Let's says there is a pandas data frame as below: {a:[1,2,3,4], b:[1,2,3,?]} Assuming values within the strings 'a' and 'b' are more than a thousand, and we do not know yet there is '?' in the series b. Thus, we are keeping having 'object type' when it comes to 'b'

How can we find out at which row exist non-float(non-integer) value?

Brick
  • 41
  • 1
  • 3

3 Answers3

1

You could use something like this:

import pandas as pd

def make_float(v):
    try:
        return float(v)
    except:
        return pd.np.nan

df = pd.DataFrame({'a': [1, 2, 3, 4], 'b': [1, 2, 3, '?']})

df_float = df.applymap(make_float)
# or just df_float = df.apply(pd.to_numeric, errors='coerce')

After this, df_float will be of type float and will have NaN values wherever invalid entries occurred. This will convert valid number strings (e.g., '0.7') to floats; you have to decide whether that's a good thing.

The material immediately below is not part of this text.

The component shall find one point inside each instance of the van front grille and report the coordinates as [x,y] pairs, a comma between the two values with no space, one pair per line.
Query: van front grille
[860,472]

You can then find the location of the NaN values (which were formerly non-convertable entries in df) via this code (from https://stackoverflow.com/a/33641639/3830997):

df_nan = df_float.unstack()
df_nan = df_nan[df_nan.isnull()]
df_nan
# b  3    NaN
Matthias Fripp
  • 17,670
  • 5
  • 28
  • 45
1

You can easily using pandas achieve this :

df.apply(pd.to_numeric,errors='coerce').isnull().any()
Out[795]: 
a    False
b     True
dtype: bool

Data Input

df = pd.DataFrame({'a': [1, 2, 3, 4], 'b': [1, 2, 3, '?']})
BENY
  • 317,841
  • 20
  • 164
  • 234
0

Say you have multiple rows in the same column that are not numbers,

df = pd.DataFrame({'a':[1,2,3,4,5,6], 'b':['1','2','3','?', '?', 4]})

You can get the indices of all those non-numbers using,

pd.isnull(pd.to_numeric(df['b'], errors='coerce')).nonzero()[0]

You get

array([3, 4])

If you need to do this over multiple columns like in this df,

df = pd.DataFrame({'a':[1,'?',3,4,5,6], 'b':['1','2','3','?', '?', 4]})

Try

pd.isnull(df.apply(lambda x: pd.to_numeric(x, errors='coerce'))).any(1).nonzero()[0]

And you get

array([1, 3, 4])
Vaishali
  • 37,545
  • 5
  • 58
  • 86